Provably and Practically Efficient Adversarial Imitation Learning with General Function Approximation
This addresses the problem of inefficient theoretical guarantees in adversarial imitation learning for AI researchers, offering a practical and provably efficient solution.
The paper tackles the gap between theory and practice in adversarial imitation learning by introducing OPT-AIL, a method with provable efficiency under general function approximation, achieving polynomial sample and interaction complexities and outperforming prior deep AIL methods in challenging tasks.

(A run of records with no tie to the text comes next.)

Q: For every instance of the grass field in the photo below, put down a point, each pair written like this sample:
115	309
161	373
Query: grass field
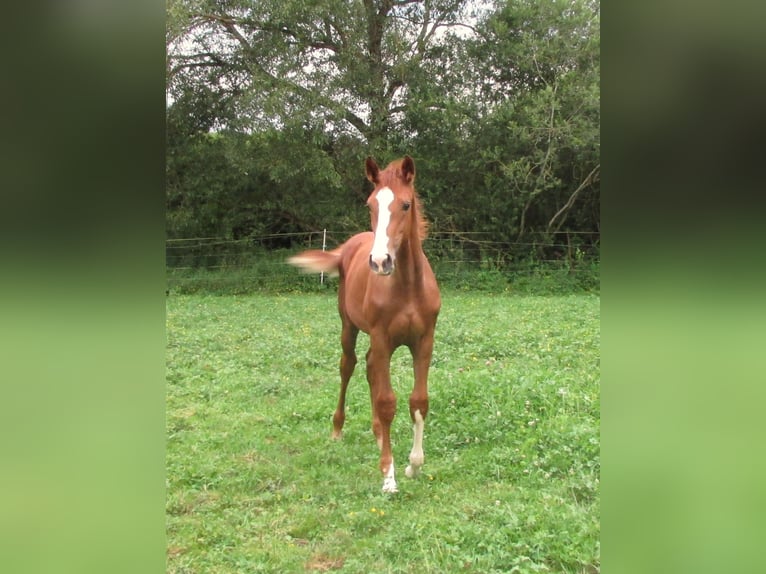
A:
511	475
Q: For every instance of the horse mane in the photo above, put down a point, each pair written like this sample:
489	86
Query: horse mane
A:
393	172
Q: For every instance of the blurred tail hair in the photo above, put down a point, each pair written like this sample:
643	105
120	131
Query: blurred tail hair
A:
315	261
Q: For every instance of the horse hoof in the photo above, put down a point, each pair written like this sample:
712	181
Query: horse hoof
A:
390	488
411	471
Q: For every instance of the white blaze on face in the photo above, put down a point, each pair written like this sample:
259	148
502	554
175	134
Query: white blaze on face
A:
385	198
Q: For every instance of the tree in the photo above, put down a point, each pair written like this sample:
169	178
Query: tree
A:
343	65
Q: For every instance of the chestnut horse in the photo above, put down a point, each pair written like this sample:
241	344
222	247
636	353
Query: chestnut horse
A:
388	290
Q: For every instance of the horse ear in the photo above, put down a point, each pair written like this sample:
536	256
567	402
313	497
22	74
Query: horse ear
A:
372	170
408	169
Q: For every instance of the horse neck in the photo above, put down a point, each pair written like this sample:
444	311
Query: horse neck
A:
409	265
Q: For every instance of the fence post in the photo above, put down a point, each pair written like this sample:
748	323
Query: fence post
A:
324	246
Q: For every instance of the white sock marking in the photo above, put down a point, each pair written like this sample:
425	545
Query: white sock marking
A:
385	198
416	455
389	482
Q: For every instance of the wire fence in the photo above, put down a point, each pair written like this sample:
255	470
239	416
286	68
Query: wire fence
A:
470	259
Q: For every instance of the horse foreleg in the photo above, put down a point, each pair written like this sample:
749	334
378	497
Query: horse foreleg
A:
347	364
383	410
421	360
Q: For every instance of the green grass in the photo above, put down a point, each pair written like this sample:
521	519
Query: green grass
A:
511	477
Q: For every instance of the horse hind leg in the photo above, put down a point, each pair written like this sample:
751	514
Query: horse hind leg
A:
416	454
347	364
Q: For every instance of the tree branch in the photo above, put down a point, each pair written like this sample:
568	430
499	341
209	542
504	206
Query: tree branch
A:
591	178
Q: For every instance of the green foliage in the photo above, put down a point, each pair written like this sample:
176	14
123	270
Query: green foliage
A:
511	479
274	105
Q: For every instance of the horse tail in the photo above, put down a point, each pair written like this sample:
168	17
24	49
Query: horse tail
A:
315	261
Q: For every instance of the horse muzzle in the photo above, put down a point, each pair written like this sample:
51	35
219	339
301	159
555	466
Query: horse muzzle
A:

As a prominent category of imitation learning methods, adversarial imitation learning (AIL) has garnered significant practical success powered by neural network approximation. However, existing theoretical studies on AIL are primarily limited to simplified scenarios such as tabular and linear function approximation and involve complex algorithmic designs that hinder practical implementation, highlighting a gap between theory and practice. In this paper, we explore the theoretical underpinnings of online AIL with general function approximation. We introduce a new method called optimization-based AIL (OPT-AIL), which centers on performing online optimization for reward functions and optimism-regularized Bellman error minimization for Q-value functions. Theoretically, we prove that OPT-AIL achieves polynomial expert sample complexity and interaction complexity for learning near-expert policies. To our best knowledge, OPT-AIL is the first provably efficient AIL method with general function approximation. Practically, OPT-AIL only requires the approximate optimization of two objectives, thereby facilitating practical implementation. Empirical studies demonstrate that OPT-AIL outperforms previous state-of-the-art deep AIL methods in several challenging tasks.